Yep, it’s true. Axios reports that Trump’s team recently viewed private polling that shows “support for his immigration policies falling,” raising concerns about Trump’s “confrontational enforcement tactics.” Some advisers are talking about “recalibrating” that approach.

Which means it’s apparently necessary to state the following point: No recalibrated or sanitized version of the assault that Trump and Stephen Miller are waging on American cities right now, most prominently Minneapolis, is available to them or anyone else. That’s because it’s a campaign of deliberate terror: The policy is the terror, and the terror is the policy.

Note how Axios describes these internal deliberations. Trump apparently has misgivings about the “optics” of ICE tactics. One adviser says this:

“I wouldn’t say he’s concerned about the policy,” a top Trump adviser told Axios. “He wants mass deportations. What he doesn’t want is what people are seeing. He doesn’t like the way it looks. It looks bad, so he’s expressed some discomfort at that.”

“There’s the right way to do this,” that adviser added. “And this doesn’t look like the right way to a lot of people.”

But is there any “right way” to carry out these policies within this adviser’s intended meaning of the phrase? The idea seems to be that one could achieve the full scale of mass deportations that Trump and Miller want, albeit in a way that would achieve wide public support. And there are huge problems with this notion.
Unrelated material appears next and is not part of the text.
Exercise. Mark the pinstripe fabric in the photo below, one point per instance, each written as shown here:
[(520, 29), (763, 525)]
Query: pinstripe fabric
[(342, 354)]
For one thing, the core idea of removing this many undocumented immigrants—and the classes of them now getting deported—is itself deeply unpopular, even as an abstract goal. The Marquette Law School poll precisely gauges this by asking if respondents favor the deportation of people who have jobs, no criminal record, and who have lived here for some time. In November, it found that 56 percent of Americans oppose this. Trump’s nosediving overall approval on immigration—an Associated Press poll has him down to 38–61—almost certainly reflects this.

The dream of sanitized, popular mass deportations seems to rest on the idea that they can be carried out without mass societal disruptions—not to mention without the shocking imagery of roving paramilitary thugs tear-gassing, beating, and killing people. Accomplish this, and mass removals would no longer be unpopular even in the abstract.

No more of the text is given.